Para contornarem esse obstáculo, acrescentou, os habitantes do Coutinho tiveram de contar com a ajuda uns dos outros e também do exterior. “Sobrevivemos: é a palavra que podemos encontrar”, disse. “Sem a ajuda dos resistentes no exterior, não nos teria sido sido possível resistir a isto com tanta dignidade”. Esta sobrevivência teve, porém, contornos trágicos. Nesta mesma tarde de segunda-feira, um dos moradores, Agostinho Correia, de 88 anos, recebeu a notícia de que a sua esposa, Maria Amália de Castro, falecera no Hospital de Santa Luzia, onde fora internada há 15 dias.
Mercado e Coutinho: uma relação complicada
À porta do 3.º esquerdo, lê-se um breve texto a alegar a Constituição Portuguesa para a defesa do direito à habitação. Aos 75 anos, Ivone Carvalho não se conforma com o projecto de demolição do prédio Coutinho, uma “construção exemplar”, num tempo em que a falta de alojamento é um problema.
A intenção de se construir no lugar do Coutinho o novo mercado municipal torna o objectivo da Câmara ainda mais incompreensível, para a moradora. “O mercado era relativamente bom. Até acredito que precisassem de um mercado mais moderno, mas poderiam ter aproveitado o espaço onde ele estava”, disse, criticando a Declaração de Utilidade Pública emitida a autorizar a demolição do Coutinho, em 2005. O anterior mercado municipal, a dezenas de metros do prédio, foi demolido em 2003.
19 anos de “falta de diálogo”
Para Maria José Ponte, o maior problema deste processo iniciado em 2000 é a falta de diálogo da VianaPolis, bem como a postura de “quero, posso e mando”. “Os gestores da VianaPolis foram muito maus neste processo.” A moradora do 8.º Direito, no bloco Nascente, lamentou a incapacidade da sociedade detida pelo Estado (60%) e pela Câmara de Viana do Castelo (40%) para dialogar sobre as condições da permuta pelas casas entretanto construídas para acolherem os moradores do Coutinho.
A ausência de diálogo é também uma queixa de José Oliveira Santos, residente no 5.º Esquerdo, do bloco Poente. “O presidente da Câmara e a VianaPolis nunca falaram directamente connosco em 19 anos. Só mandaram cartas”, afirmou ao PÚBLICO, em sua casa.
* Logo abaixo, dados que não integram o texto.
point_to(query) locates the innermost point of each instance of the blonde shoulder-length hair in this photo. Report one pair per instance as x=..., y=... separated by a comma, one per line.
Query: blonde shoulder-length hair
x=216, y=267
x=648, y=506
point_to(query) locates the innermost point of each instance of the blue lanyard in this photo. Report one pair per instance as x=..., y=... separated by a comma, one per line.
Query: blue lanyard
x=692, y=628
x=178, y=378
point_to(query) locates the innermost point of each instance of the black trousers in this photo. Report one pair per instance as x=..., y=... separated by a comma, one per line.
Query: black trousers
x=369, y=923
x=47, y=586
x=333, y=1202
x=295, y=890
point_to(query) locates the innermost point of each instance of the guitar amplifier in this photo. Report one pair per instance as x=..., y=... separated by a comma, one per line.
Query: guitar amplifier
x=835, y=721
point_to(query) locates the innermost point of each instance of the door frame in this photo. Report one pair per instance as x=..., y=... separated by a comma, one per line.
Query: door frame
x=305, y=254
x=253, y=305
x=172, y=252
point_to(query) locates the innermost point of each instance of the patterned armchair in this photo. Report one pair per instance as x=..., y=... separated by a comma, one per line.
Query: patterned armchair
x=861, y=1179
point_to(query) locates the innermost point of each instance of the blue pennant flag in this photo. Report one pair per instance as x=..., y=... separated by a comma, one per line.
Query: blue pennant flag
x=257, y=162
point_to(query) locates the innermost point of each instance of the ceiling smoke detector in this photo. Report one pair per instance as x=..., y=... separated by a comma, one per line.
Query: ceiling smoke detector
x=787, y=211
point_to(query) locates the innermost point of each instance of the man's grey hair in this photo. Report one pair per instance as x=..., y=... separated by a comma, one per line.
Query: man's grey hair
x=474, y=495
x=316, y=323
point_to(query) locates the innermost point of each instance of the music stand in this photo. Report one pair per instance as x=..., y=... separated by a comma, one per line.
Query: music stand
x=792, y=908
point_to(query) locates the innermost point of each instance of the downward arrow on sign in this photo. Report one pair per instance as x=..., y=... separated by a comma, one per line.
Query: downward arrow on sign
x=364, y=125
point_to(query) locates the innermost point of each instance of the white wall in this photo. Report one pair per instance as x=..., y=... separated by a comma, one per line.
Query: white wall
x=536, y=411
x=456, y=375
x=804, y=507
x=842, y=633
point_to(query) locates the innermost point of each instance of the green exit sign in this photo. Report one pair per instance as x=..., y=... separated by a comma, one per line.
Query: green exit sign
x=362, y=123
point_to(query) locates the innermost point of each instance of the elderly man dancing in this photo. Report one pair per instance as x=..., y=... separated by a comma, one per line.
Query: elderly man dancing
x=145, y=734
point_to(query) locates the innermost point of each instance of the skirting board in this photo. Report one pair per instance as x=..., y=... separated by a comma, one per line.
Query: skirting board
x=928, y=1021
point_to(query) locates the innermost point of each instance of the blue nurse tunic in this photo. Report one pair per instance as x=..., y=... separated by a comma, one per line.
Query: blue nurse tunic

Aos 78 anos, o antigo militar e polícia já tinha muitas das suas coisas empilhadas no hall para a eventualidade de ter de sair da casa onde habita desde 1975. O morador reiterou que a escritura do seu prédio, pago com o dinheiro do seu trabalho, foi “legal” e disse ter dificuldades em entender a necessidade de se deitar abaixo um prédio como o Coutinho.
Depois de “noites sem dormir”, com várias tentativas de poupar água de todas as maneiras, José Oliveira Santos criticou ainda o ministro do Ambiente, João Pedro Matos Fernandes, que, na sexta-feira, considerou que os poderes públicos é que estão a ser “abusados”. “Revelam um total desconhecimento do processo em si”, disse. “O Estado, enquanto sócio maioritário da VianaPolis, é também responsável por estas atitudes ignóbeis.”
Para Francisco Rocha, emigrante em França durante 45 anos e residente no Coutinho há 12, o processo de despejo nos últimos sete dias foi uma “vergonha”. “Nunca estive preso. Foi a primeira vez. A diferença em relação aos prisioneiros é que eles têm água e comida. Nós não”, disse.